Similarly, perception tests - because blind ABX assesment of audio equipment tests the listener, not the product – require a baseline that doesn't alter the perceptive state of the subject. Our auditory system triggers early warning responses: unfamiliar sounds elevate adrenal levels. In the dark, all senses are heightened – on high alert – to compensate for the loss of sight, probing the darkness for remote hazards. Being metaphorically 'in the dark' about what you're listening to certainly eliminates expectation bias, but along with the bathwater goes the baby: the perceptive state changes – shifting to emergency mode, deprived of a framework to hang sense-data on. At the moment you need to patiently marshall rational analysis, the limbic system dominates: "But is this noise an immediate threat?'

Are differences real and large? Real and small? Or all a figment of our branding-sozzled imaginations? Most likely the middle option – depending on your definition of large and small. But what is detectable? What if you can detect a difference, but find it hard to detect or describe that you've detected it? What if you detect the difference but can't detect at all you've detected it? The reporting issue is a problem: words don't translate impulse responses and patterns of brain activity very well. You may as well dance about architecture. All that persists are vague impressions, but that's brains for you: remembering smells better than facts.

To circle back to the relationship between listening and seeing: I strongly suspect that a black speaker painted white would be interpreted (by listeners able to see them) as sounding brighter.
 
blind ABX assesment of audio equipment tests the listener, not the product
Wrong. You really don't know what the blind ABX test is.
If listener P constantly and accurately identify products A and B in blind ABX test, then it is accurate test of the product, not the test of the listener. That listener transcendent the "listener test" because of his own impeccable results.
In testing different products C and D in blind CDX test, if the same listener P fails accurately to identify C and D ("flipping the coin"), then it means products C and D have the same sound quality, so again - it is accurate test of the product, not the test of the listener, because that listener P proved his skills before.
If listeners Q fails accurately to identify the same A and B in blind ABX test ("flipping the coin"), then that listener has "cloth ears" and is "sow's ear material", so he should never again participate in blind ABX test (although, his skills may be improved with training).
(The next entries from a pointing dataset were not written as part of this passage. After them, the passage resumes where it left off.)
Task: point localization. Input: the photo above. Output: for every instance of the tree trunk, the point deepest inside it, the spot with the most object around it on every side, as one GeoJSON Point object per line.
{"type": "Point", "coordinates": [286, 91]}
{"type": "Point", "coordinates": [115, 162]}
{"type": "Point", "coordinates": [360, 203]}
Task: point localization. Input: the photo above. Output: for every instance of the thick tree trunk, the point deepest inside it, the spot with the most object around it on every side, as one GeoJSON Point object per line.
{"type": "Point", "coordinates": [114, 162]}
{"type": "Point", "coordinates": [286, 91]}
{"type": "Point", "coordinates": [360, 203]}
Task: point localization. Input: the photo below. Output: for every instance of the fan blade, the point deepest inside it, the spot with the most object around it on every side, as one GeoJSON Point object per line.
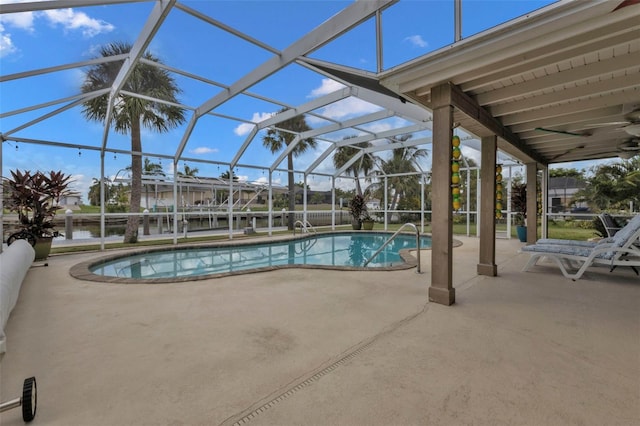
{"type": "Point", "coordinates": [610, 123]}
{"type": "Point", "coordinates": [626, 3]}
{"type": "Point", "coordinates": [562, 132]}
{"type": "Point", "coordinates": [575, 148]}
That listener fails both tests - for the listener and for the products.

In the dark, all senses are heightened – on high alert – to compensate for the loss of sight, probing the darkness for remote hazards. Being metaphorically 'in the dark' about what you're listening to certainly eliminates expectation bias, but along with the bathwater goes the baby: the perceptive state changes – shifting to emergency mode, deprived of a framework to hang sense-data on.
You really don't know what the blind ABX test is. Please read some basic, introductory texts about blind ABX tests. After that, you should read this: https://www.harman.com/documents/audioscience_0.pdf
Listeners participating in blind ABX tests are not in the dark - literally or metaphorically. The framework is the same as in any subjective "audiophile" sighted test - your audiophile friend invites you in his room to test two different DAC filter settings ("1" and "2") from his high-end DAC, switching between them while you are listening. You can see everything in his room (including his high-end DAC) and you can see what he is switching ("1" or "2"), so you are not deprived from visual clues. You just don't know what types of filters are "1" and "2" (bias is eliminated), you have to determine if they are sounding the same, or maybe one of them is better than the other.

Are differences real and large? Real and small? Or all a figment of our branding-sozzled imaginations? Most likely the middle option – depending on your definition of large and small. But what is detectable? What if you can detect a difference, but find it hard to detect or describe that you've detected it? What if you detect the difference but can't detect at all you've detected it? The reporting issue is a problem: words don't translate impulse responses and patterns of brain activity very well.